Now this is a typical example of a camera raw file as it is straight out of camera. You can see that the image is rather flat with no contrast and there are some issues that need to be addressed in the editing process.

A scene like this can be difficult to shoot as the clouds bounce around bright light at times with the sun popping in and out from behind them. Couple that with it being Winter and the snow being really reflective and you have a pretty tricky exposure situation on your hands.

My Histogram is actually looking really good as the image was exposed to the right just before the highlights would be blown out. This is good as we can pull those highlights in during the editing process without messing up the shadows or making the image to dark. The issues I need to address are easily fixed but do require some time….

  1. The upper portion of the image with the clouds – It’s a little too bright at the top and you can’t really see a lot of the darker shadows in the clouds, Those highlights wash everything out and there isn’t much detail. The blue is washed out a bit as well even though when I shot this it was much closer to what the finished image looked like….That’s the trick really. Making our image look dynamic and just as we shot it without going overboard with out edits.
  2. The Mount Mansfield range in the middle ground – There are nice highlights there but it’s the shadows that are somewhat washed out due to some haze and the fact that in the image it’s snowing on Mount Mansfield itself as I was shooting. It’s really not bad but it just needs some work to make the image more appealing.
  3. The band of trees and forest below the mountain – Again this area is flat and has no contrast. The clouds were casting some interesting shadows in this area and it just isn’t dynamic enough for me. I need to add some contrast and depth to this area as the foreground draws you in and leads you through the trees and to the mountain beyond.
  4. The foreground – This area here is ok but it just needs to be brightened up with some contrast added.  All of the grass sticking out of the snow gets washed out in all of that white so I also would like to see some contrast here as well.

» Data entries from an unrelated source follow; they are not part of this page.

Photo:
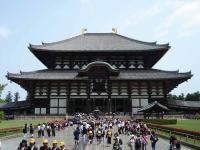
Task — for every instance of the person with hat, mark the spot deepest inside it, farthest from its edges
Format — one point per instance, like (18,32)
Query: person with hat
(23,145)
(62,145)
(109,136)
(116,145)
(76,135)
(55,145)
(32,145)
(45,145)
(90,135)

The graduated filter and adjustment brush tools

So we have our camera raw file and I am feeling pretty good about it but I know that this image can be so much better. The main tools that did the heavy lifting on this image were the graduated filter tool and the adjustment brush tool. Both of these tools are great as you can target them to specific areas and use them multiple times within one image.

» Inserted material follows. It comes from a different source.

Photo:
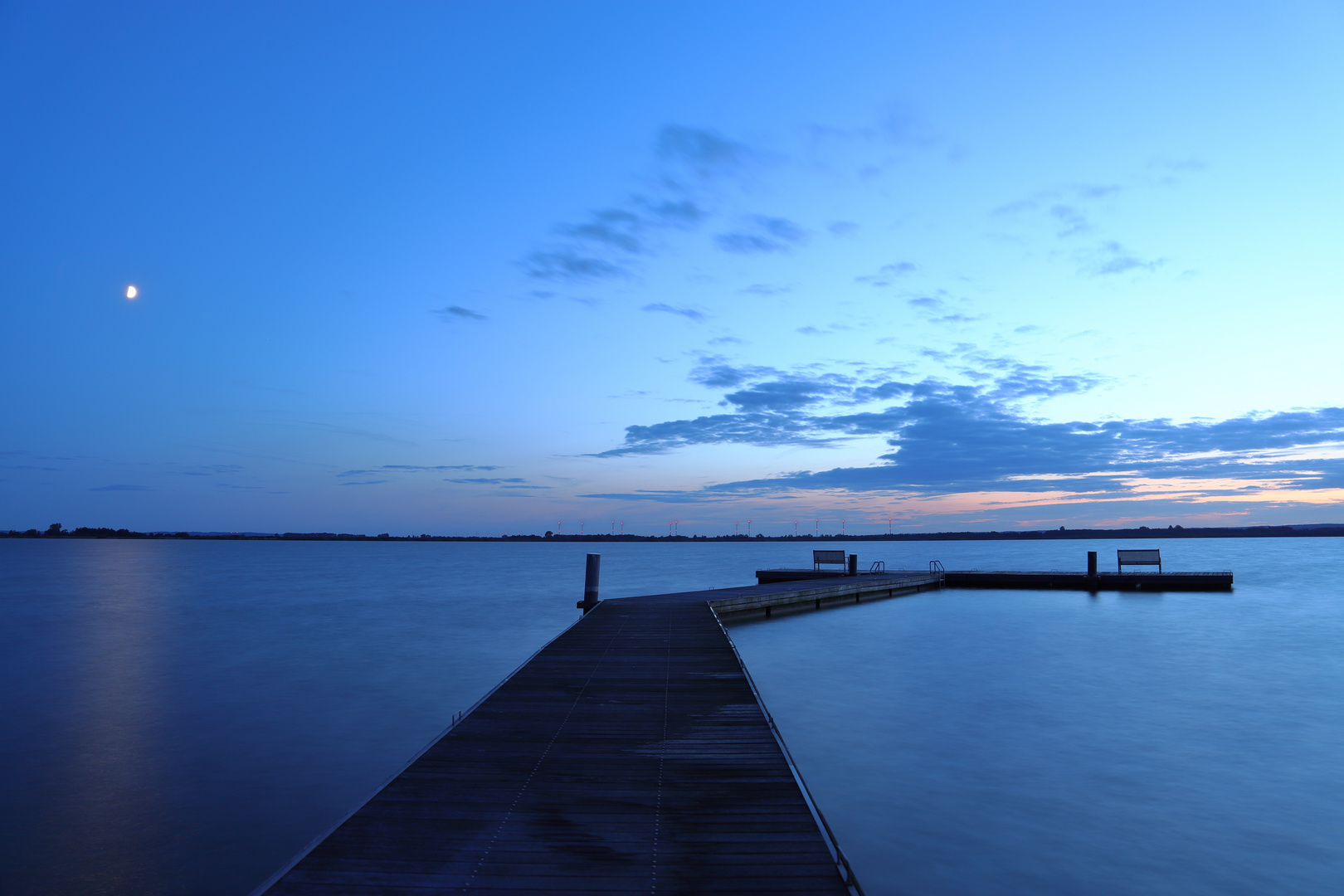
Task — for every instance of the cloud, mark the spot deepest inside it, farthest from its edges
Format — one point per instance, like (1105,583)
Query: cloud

The graduated filter tool is very handy for corrections because unlike a traditional filter You can spin the tool 360 degrees making it more versatile for correcting landscapes. Manual filters and their holders are a bit more cumbersome in the field so I use them to get my images as close as I can then do more detailed corrections with the graduated density tool.

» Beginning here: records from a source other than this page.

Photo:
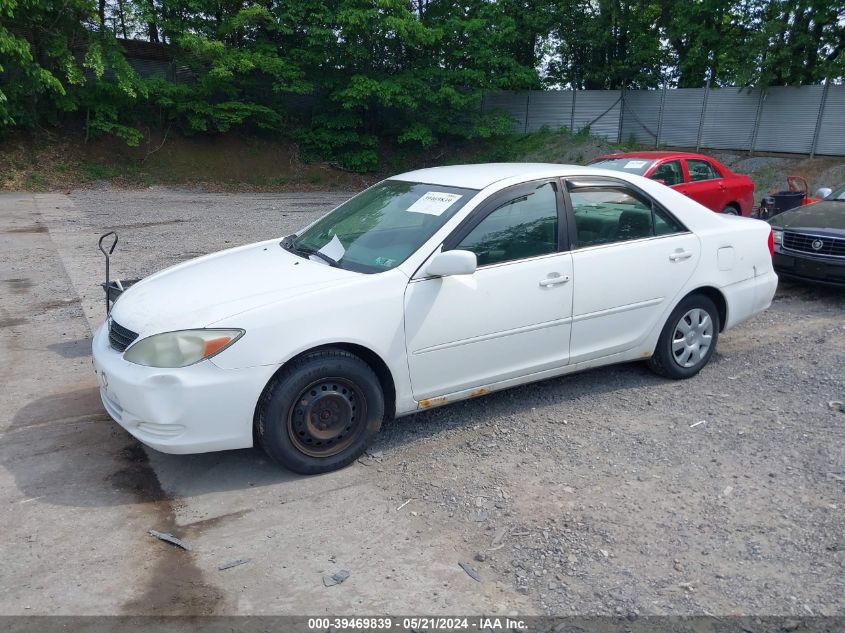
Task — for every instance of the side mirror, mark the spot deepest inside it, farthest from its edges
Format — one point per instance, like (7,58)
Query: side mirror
(449,263)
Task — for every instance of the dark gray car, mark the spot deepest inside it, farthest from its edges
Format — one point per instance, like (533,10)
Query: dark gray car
(810,241)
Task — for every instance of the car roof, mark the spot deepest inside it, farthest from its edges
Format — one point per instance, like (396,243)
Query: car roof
(654,155)
(485,174)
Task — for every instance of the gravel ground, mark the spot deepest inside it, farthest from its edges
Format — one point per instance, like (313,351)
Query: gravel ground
(612,491)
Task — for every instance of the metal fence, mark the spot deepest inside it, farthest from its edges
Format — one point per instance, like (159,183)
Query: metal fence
(802,120)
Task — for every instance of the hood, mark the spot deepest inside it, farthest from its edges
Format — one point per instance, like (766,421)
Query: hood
(201,291)
(825,215)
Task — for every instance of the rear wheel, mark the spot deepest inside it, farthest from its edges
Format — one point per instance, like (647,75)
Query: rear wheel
(688,339)
(321,412)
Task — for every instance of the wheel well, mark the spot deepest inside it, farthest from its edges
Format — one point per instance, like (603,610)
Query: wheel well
(368,356)
(716,297)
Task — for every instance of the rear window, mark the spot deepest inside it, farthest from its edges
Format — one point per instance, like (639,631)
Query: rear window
(637,166)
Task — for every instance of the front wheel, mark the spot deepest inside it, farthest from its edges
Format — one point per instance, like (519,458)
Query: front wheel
(321,412)
(688,339)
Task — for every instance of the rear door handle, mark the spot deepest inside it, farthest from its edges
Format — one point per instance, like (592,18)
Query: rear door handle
(553,280)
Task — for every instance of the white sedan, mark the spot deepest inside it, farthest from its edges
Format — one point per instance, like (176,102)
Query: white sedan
(430,287)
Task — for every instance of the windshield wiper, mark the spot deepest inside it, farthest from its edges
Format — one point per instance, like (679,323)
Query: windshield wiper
(289,244)
(329,260)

The other great thing about the tool is that you can use them multiple times in an image where this is not possible manually so it opens up some more opportunities in images that otherwise might not make the cut. I use them quite liberally because I can use one for a clarity adjustment in one area of the image but I can also use one to enhance color in the sky of a sunrise or sunset.

You can selectively use them for different edits just like you ca with the adjustment brush…..While the graduated density tool is used for more broad edits over bigger portions of the image you can use the adjustment brush for more targeted, precise adjustments in select areas to really build on your vision for the final, corrected image.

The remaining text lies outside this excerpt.